Monday, April 22, 2013

U.S. vs. the Rest of the World:
Climate change as measured from the 1955-1975 to 1975-1988 eras

Unless I get a brilliant idea, I'm going to post three more climate data entries and then I will go back to other topics in math. Here are my reasons.

1. I am now convinced that anyone who talks about "global cooling" is a liar.
2. The data I work with can only verify if the general climate is warming, cooling or staying the same. I can't make any statement about human cause and distrust predictions about the future, even when they were done with mathematical modeling. Since the climate shows itself to be warming over so many regions, that is the only question of interest I can answer.
3. My hope was to become part of the conversation and to get people on both sides to agree on ways to discuss the data that does not involve cherry picking. If I magically gained some kind of influence, I think I could talk to climate scientists. Warming denialists are a completely different kettle of fish, and a right putrid one at that.
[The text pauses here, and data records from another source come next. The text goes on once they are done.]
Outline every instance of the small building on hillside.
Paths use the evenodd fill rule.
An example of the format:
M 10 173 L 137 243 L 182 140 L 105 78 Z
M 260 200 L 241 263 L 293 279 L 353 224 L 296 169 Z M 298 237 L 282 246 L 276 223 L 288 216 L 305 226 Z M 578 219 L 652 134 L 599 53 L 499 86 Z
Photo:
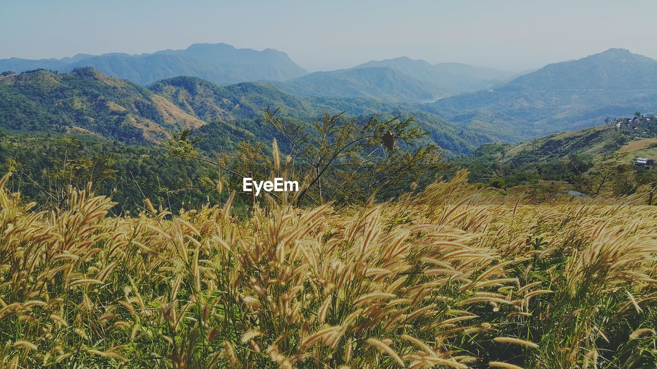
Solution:
M 634 165 L 637 167 L 654 167 L 655 164 L 657 164 L 657 162 L 654 159 L 639 157 L 634 159 Z
M 654 162 L 654 160 L 652 161 Z M 646 158 L 637 158 L 634 160 L 634 165 L 637 167 L 643 167 L 648 165 L 648 159 Z

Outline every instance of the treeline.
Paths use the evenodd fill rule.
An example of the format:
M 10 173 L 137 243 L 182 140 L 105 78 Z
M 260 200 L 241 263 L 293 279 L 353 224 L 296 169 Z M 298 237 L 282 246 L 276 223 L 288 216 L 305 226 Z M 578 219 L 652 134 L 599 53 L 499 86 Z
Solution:
M 13 174 L 8 188 L 45 207 L 60 206 L 70 186 L 88 183 L 98 194 L 112 196 L 116 214 L 139 209 L 145 198 L 174 211 L 219 201 L 216 169 L 166 154 L 91 135 L 0 131 L 0 171 Z
M 457 162 L 470 171 L 470 182 L 503 191 L 551 181 L 557 186 L 549 190 L 563 192 L 567 187 L 589 196 L 602 192 L 627 195 L 642 185 L 657 183 L 657 170 L 635 167 L 613 156 L 601 158 L 585 154 L 571 154 L 547 160 L 537 158 L 534 162 L 517 163 L 504 160 L 510 146 L 482 145 L 472 154 L 460 158 Z M 567 186 L 559 188 L 560 183 Z

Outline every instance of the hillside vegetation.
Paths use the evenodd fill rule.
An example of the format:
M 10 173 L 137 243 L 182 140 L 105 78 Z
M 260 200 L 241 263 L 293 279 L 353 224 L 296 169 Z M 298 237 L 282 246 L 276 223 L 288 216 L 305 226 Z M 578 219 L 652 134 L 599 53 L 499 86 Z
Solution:
M 128 143 L 156 142 L 168 131 L 205 122 L 131 82 L 91 68 L 0 76 L 0 127 L 87 132 Z
M 0 190 L 5 368 L 657 364 L 647 194 L 532 205 L 461 173 L 365 207 L 106 217 Z
M 639 110 L 657 112 L 657 61 L 612 49 L 449 97 L 428 111 L 508 142 L 579 129 Z
M 257 51 L 235 49 L 225 43 L 195 43 L 184 50 L 163 50 L 129 55 L 78 54 L 63 59 L 0 60 L 0 72 L 25 72 L 37 68 L 68 72 L 91 67 L 102 73 L 142 85 L 178 76 L 193 76 L 229 85 L 249 81 L 283 81 L 307 74 L 284 53 L 273 49 Z

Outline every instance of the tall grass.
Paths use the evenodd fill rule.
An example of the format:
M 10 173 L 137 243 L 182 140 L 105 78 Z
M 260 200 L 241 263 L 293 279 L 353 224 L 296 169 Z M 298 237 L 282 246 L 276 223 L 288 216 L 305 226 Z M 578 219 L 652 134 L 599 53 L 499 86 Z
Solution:
M 0 368 L 654 368 L 657 208 L 459 173 L 364 207 L 110 217 L 0 186 Z

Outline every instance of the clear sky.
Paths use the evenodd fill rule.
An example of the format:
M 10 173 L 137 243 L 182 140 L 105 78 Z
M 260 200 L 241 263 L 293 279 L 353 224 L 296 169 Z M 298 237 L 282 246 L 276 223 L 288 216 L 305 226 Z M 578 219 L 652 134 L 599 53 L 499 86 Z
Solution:
M 401 56 L 522 70 L 610 47 L 657 58 L 656 16 L 652 0 L 1 0 L 0 58 L 223 42 L 310 71 Z

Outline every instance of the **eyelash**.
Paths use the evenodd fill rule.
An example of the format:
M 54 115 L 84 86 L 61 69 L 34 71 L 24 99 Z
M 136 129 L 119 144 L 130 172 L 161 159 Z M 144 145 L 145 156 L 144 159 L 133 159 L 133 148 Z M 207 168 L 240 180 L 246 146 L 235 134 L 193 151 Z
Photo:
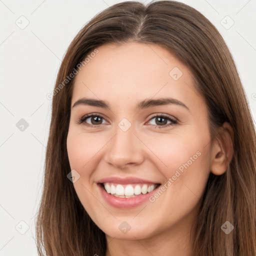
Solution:
M 84 122 L 84 121 L 88 118 L 94 117 L 94 116 L 100 117 L 103 119 L 104 119 L 104 118 L 102 116 L 101 116 L 100 114 L 88 114 L 84 116 L 81 118 L 79 118 L 78 121 L 76 122 L 76 124 L 80 124 L 84 122 L 84 124 L 86 126 L 88 126 L 89 127 L 92 127 L 92 128 L 94 128 L 96 126 L 99 126 L 99 125 L 96 126 L 96 125 L 90 124 L 86 124 Z M 170 126 L 174 126 L 174 125 L 178 124 L 178 122 L 175 119 L 174 119 L 172 118 L 170 118 L 170 116 L 166 116 L 164 114 L 156 114 L 156 115 L 154 116 L 152 116 L 150 118 L 150 120 L 151 120 L 152 119 L 154 119 L 154 118 L 163 118 L 164 119 L 166 119 L 172 122 L 172 124 L 164 124 L 164 126 L 156 126 L 156 126 L 158 127 L 158 128 L 166 128 L 166 127 L 168 127 Z M 154 125 L 154 124 L 151 124 L 151 125 Z

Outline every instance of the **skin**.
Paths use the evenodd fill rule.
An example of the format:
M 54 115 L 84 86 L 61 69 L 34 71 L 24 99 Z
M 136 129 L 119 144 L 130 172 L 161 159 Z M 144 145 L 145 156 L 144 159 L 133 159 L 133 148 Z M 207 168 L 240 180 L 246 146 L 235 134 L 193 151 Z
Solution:
M 72 106 L 86 96 L 107 101 L 110 109 L 83 104 L 71 108 L 67 149 L 71 170 L 80 175 L 74 183 L 78 196 L 106 234 L 106 256 L 190 256 L 194 236 L 190 230 L 209 174 L 223 174 L 232 157 L 232 128 L 224 123 L 225 140 L 211 140 L 207 108 L 190 70 L 166 50 L 129 42 L 104 44 L 98 50 L 76 75 Z M 177 80 L 169 74 L 174 67 L 182 72 Z M 174 104 L 136 109 L 145 99 L 166 96 L 189 110 Z M 86 121 L 77 124 L 90 114 L 104 118 L 94 127 Z M 161 124 L 152 118 L 156 114 L 178 123 L 167 121 L 162 125 L 170 126 L 159 128 Z M 132 124 L 125 132 L 118 126 L 124 118 Z M 100 179 L 112 176 L 164 184 L 198 152 L 200 156 L 154 202 L 116 208 L 104 200 L 96 186 Z M 131 226 L 126 234 L 118 228 L 124 221 Z

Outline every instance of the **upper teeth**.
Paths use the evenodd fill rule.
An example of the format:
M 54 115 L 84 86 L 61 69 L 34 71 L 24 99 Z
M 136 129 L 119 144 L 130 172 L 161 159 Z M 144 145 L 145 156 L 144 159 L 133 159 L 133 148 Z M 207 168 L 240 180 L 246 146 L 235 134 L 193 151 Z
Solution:
M 112 183 L 104 183 L 104 187 L 108 194 L 116 194 L 117 196 L 132 196 L 146 194 L 154 190 L 156 184 L 132 184 L 121 185 Z

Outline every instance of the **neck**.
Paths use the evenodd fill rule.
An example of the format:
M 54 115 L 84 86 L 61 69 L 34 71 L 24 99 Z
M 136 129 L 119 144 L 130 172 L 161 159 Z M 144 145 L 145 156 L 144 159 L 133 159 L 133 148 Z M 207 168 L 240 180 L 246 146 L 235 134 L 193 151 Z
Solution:
M 194 229 L 188 224 L 176 226 L 154 236 L 138 240 L 124 240 L 106 235 L 107 250 L 106 256 L 191 256 L 194 246 Z

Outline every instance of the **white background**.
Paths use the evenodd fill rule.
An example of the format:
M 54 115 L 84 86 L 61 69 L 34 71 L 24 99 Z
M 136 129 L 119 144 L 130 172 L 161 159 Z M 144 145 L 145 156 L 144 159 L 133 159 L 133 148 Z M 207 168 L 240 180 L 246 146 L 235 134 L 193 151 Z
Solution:
M 80 29 L 100 11 L 122 2 L 0 0 L 0 256 L 38 255 L 34 216 L 51 114 L 46 95 Z M 201 12 L 224 37 L 255 120 L 256 0 L 180 2 Z M 228 30 L 222 23 L 231 24 L 229 18 L 222 22 L 226 16 L 234 22 Z M 29 24 L 22 30 L 16 22 L 24 26 L 26 19 Z M 28 124 L 23 132 L 16 126 L 21 118 Z

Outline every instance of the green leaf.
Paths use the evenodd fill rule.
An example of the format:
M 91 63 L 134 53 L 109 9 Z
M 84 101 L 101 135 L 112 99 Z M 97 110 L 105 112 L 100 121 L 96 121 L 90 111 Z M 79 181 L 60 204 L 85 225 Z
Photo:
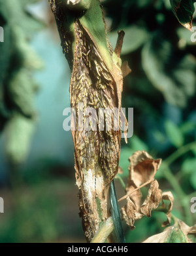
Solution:
M 142 50 L 143 69 L 152 85 L 171 104 L 184 108 L 196 91 L 196 62 L 177 53 L 165 35 L 155 33 Z
M 120 157 L 119 166 L 122 169 L 123 173 L 120 175 L 121 177 L 127 177 L 128 167 L 129 165 L 129 157 L 134 153 L 134 151 L 127 146 L 122 147 L 120 150 Z
M 172 10 L 179 22 L 188 30 L 192 28 L 196 0 L 170 0 Z
M 176 148 L 180 147 L 183 144 L 184 137 L 178 126 L 167 120 L 165 123 L 165 129 L 171 142 Z
M 137 136 L 134 135 L 130 139 L 131 148 L 135 152 L 137 150 L 148 150 L 148 146 Z
M 6 154 L 13 163 L 22 163 L 28 155 L 35 121 L 16 114 L 6 129 Z
M 165 243 L 187 243 L 186 238 L 180 229 L 174 228 Z
M 186 159 L 182 165 L 182 172 L 184 174 L 191 174 L 196 171 L 196 159 Z
M 196 190 L 196 169 L 194 171 L 191 175 L 189 181 L 193 188 Z

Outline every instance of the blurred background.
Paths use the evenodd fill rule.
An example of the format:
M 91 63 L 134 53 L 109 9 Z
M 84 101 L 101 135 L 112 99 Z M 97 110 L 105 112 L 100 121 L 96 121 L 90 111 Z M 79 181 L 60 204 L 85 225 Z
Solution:
M 108 38 L 125 32 L 122 106 L 134 108 L 133 137 L 122 140 L 121 177 L 129 157 L 146 150 L 162 158 L 156 174 L 174 196 L 173 214 L 192 226 L 196 214 L 196 44 L 169 0 L 102 1 Z M 195 15 L 193 26 L 196 26 Z M 63 129 L 71 72 L 46 0 L 0 0 L 1 242 L 85 242 L 78 216 L 73 143 Z M 124 194 L 116 181 L 118 198 Z M 125 203 L 125 202 L 124 202 Z M 122 204 L 123 205 L 123 204 Z M 163 230 L 163 213 L 124 224 L 127 242 Z

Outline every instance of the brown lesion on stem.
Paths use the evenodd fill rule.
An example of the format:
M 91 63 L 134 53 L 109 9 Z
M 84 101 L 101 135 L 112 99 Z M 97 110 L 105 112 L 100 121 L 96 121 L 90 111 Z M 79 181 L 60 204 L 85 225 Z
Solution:
M 118 58 L 120 58 L 122 48 L 123 42 L 123 38 L 125 36 L 125 32 L 123 30 L 119 30 L 118 32 L 118 37 L 116 47 L 114 49 L 114 53 L 116 53 L 116 54 Z

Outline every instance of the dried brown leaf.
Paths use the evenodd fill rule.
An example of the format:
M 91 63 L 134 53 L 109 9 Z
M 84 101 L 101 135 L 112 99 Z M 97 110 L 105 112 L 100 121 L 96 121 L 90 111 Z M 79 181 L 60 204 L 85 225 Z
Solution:
M 138 189 L 141 184 L 145 185 L 154 180 L 161 160 L 154 160 L 146 151 L 137 151 L 129 158 L 128 183 L 127 195 L 131 194 L 131 199 L 139 209 L 141 204 L 142 194 Z M 138 189 L 138 190 L 137 190 Z M 136 191 L 135 191 L 136 190 Z
M 135 184 L 137 187 L 154 179 L 158 170 L 161 160 L 154 160 L 146 151 L 137 151 L 129 158 L 129 185 Z
M 152 182 L 145 201 L 140 207 L 140 211 L 144 215 L 150 217 L 153 209 L 156 209 L 162 199 L 162 191 L 159 189 L 159 183 L 155 180 Z
M 135 228 L 135 221 L 141 219 L 142 214 L 138 212 L 136 205 L 129 198 L 127 198 L 127 204 L 122 208 L 122 219 L 124 219 L 131 230 Z

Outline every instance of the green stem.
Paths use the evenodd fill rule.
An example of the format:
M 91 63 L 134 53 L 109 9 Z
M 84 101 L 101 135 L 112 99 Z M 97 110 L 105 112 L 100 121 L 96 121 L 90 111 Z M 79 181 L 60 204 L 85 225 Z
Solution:
M 110 217 L 99 228 L 91 243 L 104 243 L 114 230 L 112 218 Z
M 166 163 L 165 162 L 165 164 Z M 191 224 L 192 223 L 192 215 L 189 209 L 189 202 L 186 200 L 187 196 L 182 189 L 175 176 L 170 171 L 167 165 L 165 164 L 162 171 L 164 174 L 165 178 L 167 179 L 171 186 L 173 187 L 178 198 L 180 200 L 181 205 L 183 207 L 185 221 L 188 224 Z

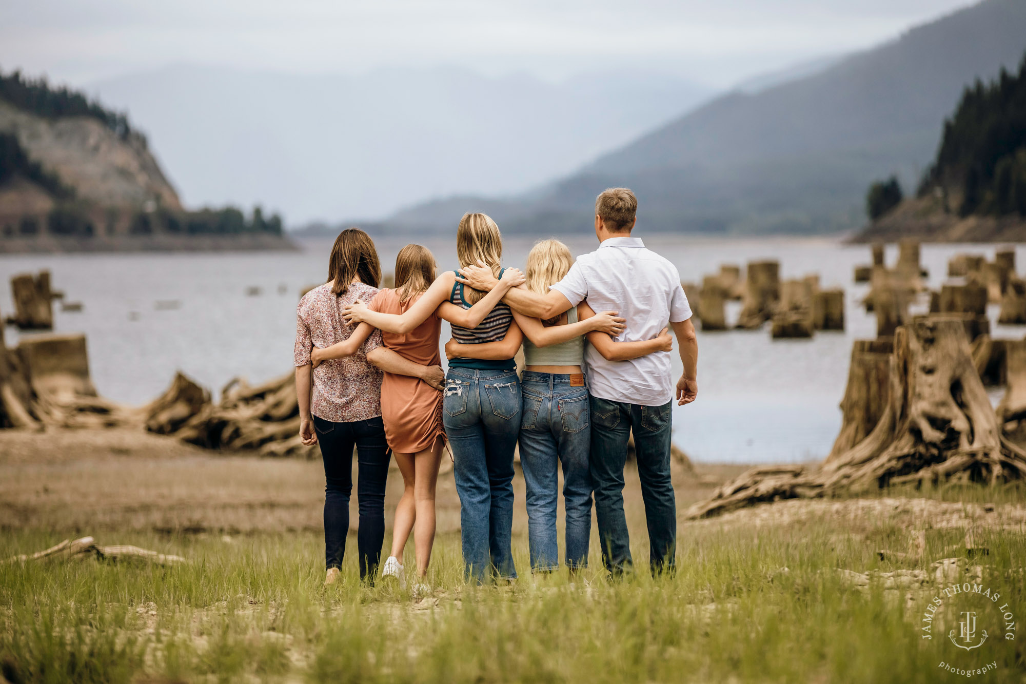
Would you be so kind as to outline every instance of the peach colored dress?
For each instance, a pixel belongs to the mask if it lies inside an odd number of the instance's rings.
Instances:
[[[420,295],[399,302],[395,290],[382,290],[368,305],[382,313],[404,313]],[[382,342],[400,356],[422,366],[441,366],[438,337],[441,318],[432,314],[405,335],[382,331]],[[444,439],[442,393],[420,378],[386,373],[382,380],[382,419],[385,439],[392,451],[411,454],[431,449],[435,440]]]

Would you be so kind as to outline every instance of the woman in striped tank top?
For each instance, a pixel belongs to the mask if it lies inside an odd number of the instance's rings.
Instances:
[[[545,294],[569,271],[574,258],[559,240],[542,240],[527,255],[526,288]],[[596,314],[582,302],[555,318],[539,320],[513,311],[523,331],[523,395],[520,423],[520,465],[527,486],[527,536],[534,572],[559,569],[556,543],[556,505],[559,499],[558,470],[563,470],[566,509],[566,565],[570,573],[588,567],[591,537],[591,493],[588,452],[591,447],[588,382],[583,372],[585,336],[606,357],[636,358],[667,349],[672,338],[667,331],[642,342],[615,342],[624,330],[617,311]],[[494,345],[477,348],[457,343],[445,345],[449,365],[455,356],[485,354]],[[495,346],[499,346],[498,344]]]
[[[468,346],[492,342],[486,358],[449,364],[442,422],[455,460],[460,494],[463,557],[468,578],[478,582],[491,570],[516,578],[511,550],[513,527],[513,451],[520,429],[520,385],[513,356],[523,339],[509,306],[500,304],[510,288],[524,282],[515,269],[503,269],[502,236],[483,214],[467,214],[457,229],[460,265],[484,265],[499,287],[482,293],[456,281],[456,271],[438,276],[401,315],[369,310],[362,302],[346,307],[349,322],[367,322],[387,333],[404,334],[432,313],[452,326]],[[498,348],[497,348],[498,347]]]

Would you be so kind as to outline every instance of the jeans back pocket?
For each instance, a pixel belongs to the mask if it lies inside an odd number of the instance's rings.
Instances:
[[[462,413],[466,413],[467,394],[469,393],[469,382],[463,382],[462,380],[456,380],[455,378],[446,378],[445,396],[442,398],[442,406],[445,409],[445,413],[450,416],[459,416]]]
[[[491,412],[504,420],[509,420],[520,413],[520,384],[516,381],[516,375],[510,374],[508,377],[509,382],[484,385],[484,393],[488,395]]]
[[[588,396],[559,400],[559,415],[563,419],[564,432],[580,432],[591,425],[591,408]]]
[[[520,428],[531,430],[538,426],[538,412],[542,409],[542,397],[527,391],[522,386],[520,387],[520,391],[523,394]]]

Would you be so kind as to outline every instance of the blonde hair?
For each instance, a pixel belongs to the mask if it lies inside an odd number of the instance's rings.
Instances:
[[[527,290],[548,295],[549,286],[562,280],[573,265],[574,257],[568,246],[556,239],[539,241],[527,255],[527,271],[524,273]],[[554,326],[562,315],[547,318],[545,322]]]
[[[631,232],[638,198],[628,188],[606,188],[595,198],[595,214],[610,233]]]
[[[431,287],[435,279],[435,256],[421,244],[407,244],[395,258],[395,291],[405,302]]]
[[[502,272],[503,236],[499,226],[486,214],[464,214],[456,229],[456,258],[460,266],[476,266],[481,262],[490,268],[498,278]],[[485,293],[473,288],[464,288],[464,298],[468,304],[479,302]]]

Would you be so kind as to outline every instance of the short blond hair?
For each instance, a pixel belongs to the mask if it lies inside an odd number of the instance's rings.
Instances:
[[[610,233],[630,232],[637,211],[638,198],[629,188],[606,188],[595,198],[595,214]]]
[[[502,272],[503,236],[499,226],[487,214],[464,214],[456,229],[456,258],[460,266],[477,266],[478,262],[491,269],[498,278]],[[486,293],[466,288],[465,298],[471,305]]]
[[[549,286],[562,280],[573,265],[574,256],[568,246],[555,239],[539,241],[527,255],[527,268],[524,273],[527,290],[539,295],[548,295]],[[560,312],[545,322],[554,326],[562,315]]]

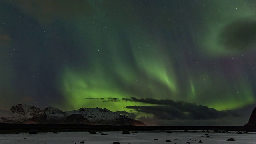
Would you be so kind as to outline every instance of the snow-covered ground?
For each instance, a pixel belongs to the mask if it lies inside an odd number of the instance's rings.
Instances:
[[[203,132],[172,132],[173,134],[164,131],[138,131],[138,133],[122,134],[122,131],[102,132],[108,134],[101,135],[100,133],[91,134],[88,132],[61,132],[54,134],[52,132],[38,133],[36,134],[28,133],[19,134],[0,134],[0,144],[79,144],[84,141],[85,144],[110,144],[114,142],[121,144],[162,144],[166,143],[167,140],[172,144],[198,144],[201,140],[203,144],[256,144],[256,134],[254,133],[239,134],[235,132],[230,133]],[[205,137],[208,134],[210,137]],[[203,137],[202,137],[203,136]],[[235,141],[227,141],[233,138]],[[154,140],[157,139],[158,140]]]

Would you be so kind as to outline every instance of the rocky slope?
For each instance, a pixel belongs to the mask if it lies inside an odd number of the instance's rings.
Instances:
[[[0,110],[0,122],[145,126],[142,122],[102,108],[81,108],[64,112],[49,107],[43,110],[24,104]]]
[[[256,126],[256,107],[253,110],[252,112],[252,114],[249,119],[249,122],[245,126]]]

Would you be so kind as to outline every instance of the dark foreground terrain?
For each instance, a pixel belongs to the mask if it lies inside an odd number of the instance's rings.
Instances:
[[[256,132],[255,126],[134,126],[84,124],[0,123],[0,133],[38,132],[86,131],[91,130],[202,130]]]

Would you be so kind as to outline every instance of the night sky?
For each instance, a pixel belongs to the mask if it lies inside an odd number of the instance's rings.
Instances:
[[[256,105],[254,0],[1,0],[0,20],[0,108],[235,125]]]

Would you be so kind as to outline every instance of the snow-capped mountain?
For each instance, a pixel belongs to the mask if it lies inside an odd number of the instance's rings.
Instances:
[[[14,106],[10,110],[0,110],[0,122],[145,125],[143,122],[106,108],[81,108],[64,112],[53,107],[42,110],[24,104]]]

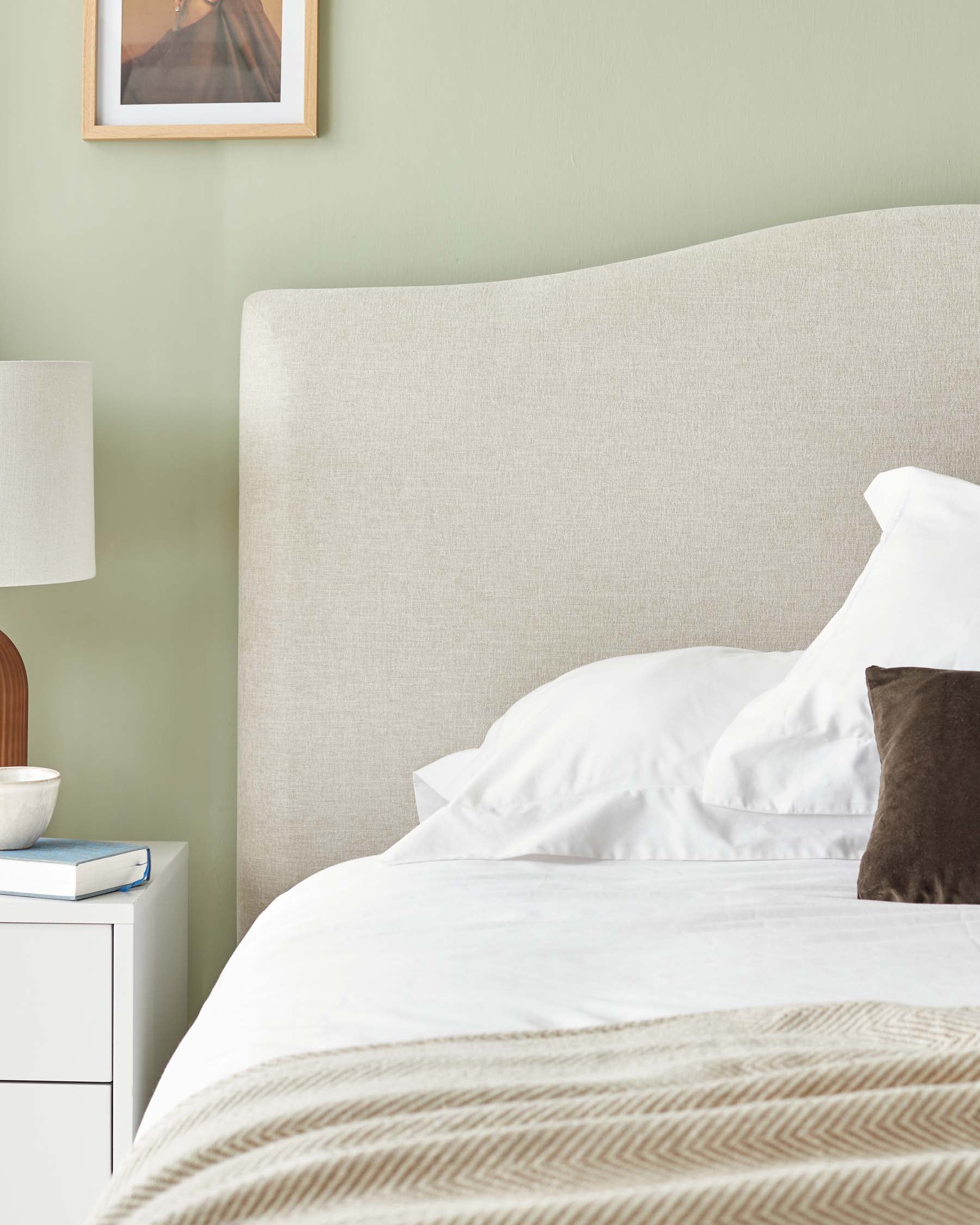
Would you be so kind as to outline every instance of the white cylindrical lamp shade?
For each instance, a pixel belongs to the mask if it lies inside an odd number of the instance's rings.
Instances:
[[[0,361],[0,587],[96,573],[92,366]]]

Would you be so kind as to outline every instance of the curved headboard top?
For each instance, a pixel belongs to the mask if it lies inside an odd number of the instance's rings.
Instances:
[[[241,339],[239,926],[603,655],[805,646],[884,468],[980,480],[980,206],[495,284],[274,290]]]

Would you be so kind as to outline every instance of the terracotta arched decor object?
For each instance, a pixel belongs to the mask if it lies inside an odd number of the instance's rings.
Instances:
[[[27,669],[0,632],[0,766],[27,764]]]

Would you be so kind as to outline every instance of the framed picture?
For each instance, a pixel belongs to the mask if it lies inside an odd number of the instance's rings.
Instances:
[[[317,0],[85,0],[82,136],[316,136]]]

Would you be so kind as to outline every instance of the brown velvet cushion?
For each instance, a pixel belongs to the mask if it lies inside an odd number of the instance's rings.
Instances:
[[[881,790],[858,897],[980,903],[980,673],[865,675]]]

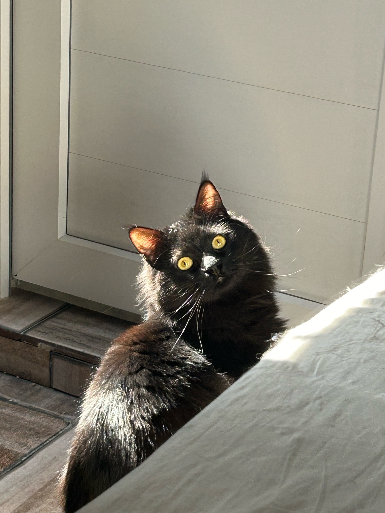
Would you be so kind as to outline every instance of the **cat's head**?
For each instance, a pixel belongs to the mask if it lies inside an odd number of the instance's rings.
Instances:
[[[208,180],[201,183],[194,207],[178,222],[161,230],[134,226],[129,234],[145,262],[140,283],[147,310],[184,309],[191,295],[203,304],[249,290],[252,294],[257,282],[262,289],[273,287],[257,234],[247,221],[227,211]]]

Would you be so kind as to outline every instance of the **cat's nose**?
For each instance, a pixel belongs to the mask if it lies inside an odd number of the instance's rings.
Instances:
[[[213,255],[204,255],[202,259],[202,270],[206,274],[220,274],[219,259]]]

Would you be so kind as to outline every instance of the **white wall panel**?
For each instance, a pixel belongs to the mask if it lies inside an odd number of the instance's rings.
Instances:
[[[80,50],[376,109],[382,0],[73,0]]]
[[[364,221],[376,111],[73,51],[70,151]]]
[[[168,224],[194,203],[198,188],[198,183],[77,155],[71,155],[69,178],[69,234],[126,249],[132,246],[122,225]],[[249,219],[273,248],[277,273],[294,273],[280,279],[281,289],[325,301],[359,278],[364,223],[220,191],[226,207]]]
Here is the first data from my last idea, unless some brilliant clue strikes me. By using the consistent weather stations around the world that report every season between two La Niña peaks that have El Niño peaks between them, I can look at the worldwide data trends.  If I start in 1955, the United States has a huge advantage over the rest of the world. Having a consistently reporting weather station is a trifle in the developed world but a major cost in the undeveloped world. Even though World War II is ten years in the past and places like Canada, Australia and New Zealand come out as nearly unscathed as the U.S. does, the United States has more consistent weather stations than the rest of the world combined.  Here is how the two groups compare.

Total stations: 
U.S.A.: 3130
Rest of world 1938

Warming stations vs. cooling stations
U.S.A.: 60.9% warming, 39.1% cooling
Rest of world: 64.5% warming, 35.5% cooling

Average temperature change:
U.S.A.: 0.09° C
Rest of world: 0.14° C 

This time period shows warming and the differences between the U.S. and the rest of the world are significant. Neither would be catastrophic is continued for a century, a rise of a less than a half degree Celsius.

Tomorrow, we move forward to 1975-1988 compared to 1988-1999.